27/11/2022
Cuando nuestro aspecto divino sabe que el momento llegó de hacerse consciente/presente en tu identidad humana va a hacer todo lo que necesite para "meterse en vos". Dependiendo de la fuerza del ego, y en ese estado permanente de resistencia de la mente (el ego solo quiere sobrevivir y quedarse en su zona de confort), la esencia divina siempre elegirá la mejor y mayor salida. Y cuando uno se crea la realidad de la cinchada, del quien tira más fuerte, el alma SUELTA.
Y cuando suelta, suelta todo.
Si la mente inferior ha estado reteniendo/anulando/callando/abusando al cuerpo emocional y físico por demasiado tiempo y, ha llegado el momento del salto cuántico, el cuerpo físico se desinflará.
Se hará TAN soberanamente presente que no vas a poder seguir creyendo o insistiendo en hacer o pensar de igual modo. Cuando se llegó al límite y el ego no se dio por enterado, el cuerpo emocional y el físico se levantarán, desplomándose.

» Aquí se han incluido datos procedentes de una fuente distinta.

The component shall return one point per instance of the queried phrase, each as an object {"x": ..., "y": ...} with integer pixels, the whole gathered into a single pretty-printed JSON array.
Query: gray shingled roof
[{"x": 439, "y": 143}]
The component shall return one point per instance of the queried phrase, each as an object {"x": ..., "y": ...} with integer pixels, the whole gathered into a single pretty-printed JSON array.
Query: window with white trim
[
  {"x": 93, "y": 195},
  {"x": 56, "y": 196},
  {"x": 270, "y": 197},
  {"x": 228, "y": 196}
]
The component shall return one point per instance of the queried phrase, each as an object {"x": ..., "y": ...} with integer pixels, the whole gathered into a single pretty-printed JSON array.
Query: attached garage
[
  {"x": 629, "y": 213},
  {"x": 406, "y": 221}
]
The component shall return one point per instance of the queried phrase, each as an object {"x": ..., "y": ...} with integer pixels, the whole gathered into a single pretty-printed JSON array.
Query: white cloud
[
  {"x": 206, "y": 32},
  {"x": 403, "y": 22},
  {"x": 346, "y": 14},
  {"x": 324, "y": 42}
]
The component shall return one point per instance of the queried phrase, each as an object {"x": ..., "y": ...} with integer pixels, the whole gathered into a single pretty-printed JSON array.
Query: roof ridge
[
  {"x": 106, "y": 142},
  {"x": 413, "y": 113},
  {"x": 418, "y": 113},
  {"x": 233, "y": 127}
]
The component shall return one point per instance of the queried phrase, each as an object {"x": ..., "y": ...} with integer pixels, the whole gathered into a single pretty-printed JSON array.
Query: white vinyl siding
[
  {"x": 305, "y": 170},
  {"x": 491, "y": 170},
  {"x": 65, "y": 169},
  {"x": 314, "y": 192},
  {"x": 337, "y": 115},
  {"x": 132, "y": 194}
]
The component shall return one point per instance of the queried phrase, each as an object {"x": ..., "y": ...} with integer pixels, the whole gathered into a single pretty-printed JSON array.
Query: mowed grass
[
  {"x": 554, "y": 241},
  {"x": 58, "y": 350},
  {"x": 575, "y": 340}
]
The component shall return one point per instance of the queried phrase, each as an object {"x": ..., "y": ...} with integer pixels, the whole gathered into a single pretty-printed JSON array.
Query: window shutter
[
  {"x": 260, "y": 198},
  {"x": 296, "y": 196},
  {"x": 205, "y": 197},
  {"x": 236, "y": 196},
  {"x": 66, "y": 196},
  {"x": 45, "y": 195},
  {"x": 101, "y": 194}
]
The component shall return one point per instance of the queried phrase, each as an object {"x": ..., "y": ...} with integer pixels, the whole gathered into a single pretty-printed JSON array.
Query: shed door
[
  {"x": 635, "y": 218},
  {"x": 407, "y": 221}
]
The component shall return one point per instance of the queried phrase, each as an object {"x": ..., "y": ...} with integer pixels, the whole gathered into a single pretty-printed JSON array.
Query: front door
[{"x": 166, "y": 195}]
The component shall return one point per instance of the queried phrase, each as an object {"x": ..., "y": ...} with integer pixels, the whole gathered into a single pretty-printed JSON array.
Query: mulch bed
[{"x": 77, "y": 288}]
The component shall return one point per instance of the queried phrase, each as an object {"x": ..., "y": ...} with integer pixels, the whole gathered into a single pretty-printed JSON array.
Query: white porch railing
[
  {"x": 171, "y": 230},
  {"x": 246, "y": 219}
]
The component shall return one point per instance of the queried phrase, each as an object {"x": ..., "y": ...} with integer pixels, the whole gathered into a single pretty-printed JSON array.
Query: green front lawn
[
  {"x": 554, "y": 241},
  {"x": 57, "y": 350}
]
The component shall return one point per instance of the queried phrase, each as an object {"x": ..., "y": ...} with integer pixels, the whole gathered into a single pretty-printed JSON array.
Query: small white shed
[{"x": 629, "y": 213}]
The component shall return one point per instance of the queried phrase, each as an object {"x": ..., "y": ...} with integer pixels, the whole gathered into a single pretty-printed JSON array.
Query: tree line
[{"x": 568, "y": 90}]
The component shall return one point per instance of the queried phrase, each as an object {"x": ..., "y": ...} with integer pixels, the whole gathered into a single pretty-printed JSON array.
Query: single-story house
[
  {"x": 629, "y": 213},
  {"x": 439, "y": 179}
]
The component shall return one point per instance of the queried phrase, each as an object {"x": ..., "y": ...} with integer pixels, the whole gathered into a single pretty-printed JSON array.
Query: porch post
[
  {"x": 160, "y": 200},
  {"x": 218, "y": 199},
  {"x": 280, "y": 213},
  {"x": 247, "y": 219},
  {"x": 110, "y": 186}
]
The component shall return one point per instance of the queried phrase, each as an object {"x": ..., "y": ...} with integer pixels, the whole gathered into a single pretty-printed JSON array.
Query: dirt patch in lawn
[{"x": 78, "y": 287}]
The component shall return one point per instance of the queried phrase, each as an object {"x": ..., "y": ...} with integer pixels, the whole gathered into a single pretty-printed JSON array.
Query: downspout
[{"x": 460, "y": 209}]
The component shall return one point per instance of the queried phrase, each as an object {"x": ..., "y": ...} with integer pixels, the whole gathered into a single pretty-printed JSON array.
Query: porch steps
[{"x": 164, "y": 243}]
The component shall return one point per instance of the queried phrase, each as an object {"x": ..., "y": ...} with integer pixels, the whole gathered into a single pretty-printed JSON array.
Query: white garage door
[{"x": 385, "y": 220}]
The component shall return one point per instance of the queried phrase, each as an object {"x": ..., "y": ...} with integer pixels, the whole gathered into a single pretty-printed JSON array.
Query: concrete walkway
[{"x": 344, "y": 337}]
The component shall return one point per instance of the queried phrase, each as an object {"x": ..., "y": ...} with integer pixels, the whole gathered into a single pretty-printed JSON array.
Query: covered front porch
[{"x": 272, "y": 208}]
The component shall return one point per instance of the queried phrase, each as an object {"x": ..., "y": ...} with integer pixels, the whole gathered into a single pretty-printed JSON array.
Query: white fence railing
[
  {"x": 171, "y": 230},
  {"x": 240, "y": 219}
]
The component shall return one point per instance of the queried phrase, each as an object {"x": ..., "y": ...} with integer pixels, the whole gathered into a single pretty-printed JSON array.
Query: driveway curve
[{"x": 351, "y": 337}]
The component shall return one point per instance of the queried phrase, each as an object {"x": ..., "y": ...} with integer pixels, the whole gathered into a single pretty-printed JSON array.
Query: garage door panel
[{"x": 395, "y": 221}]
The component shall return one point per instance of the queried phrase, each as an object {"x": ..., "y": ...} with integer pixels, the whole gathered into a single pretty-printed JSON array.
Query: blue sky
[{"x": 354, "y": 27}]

Y en ese desplome, colapso de fuerzas, sofoco, desconsuelo, se hará consciente real y evidente TODO lo que de VERDAD se tenía que sentir, hacer, cuidar, nutrir.
Sin cuerpo donde los miedos se puedan esconder, uno SE VE. Uno ya no se puede esconder.
Cuando lo habitual que era usado como escudo ya no está, la DESNUDEZ de la verdad puede impactar y shockearte. Pero con conciencia, eso durará un instante, hasta que comiences a darte cuenta que ese "colapso", es la puerta hacia tu libertad.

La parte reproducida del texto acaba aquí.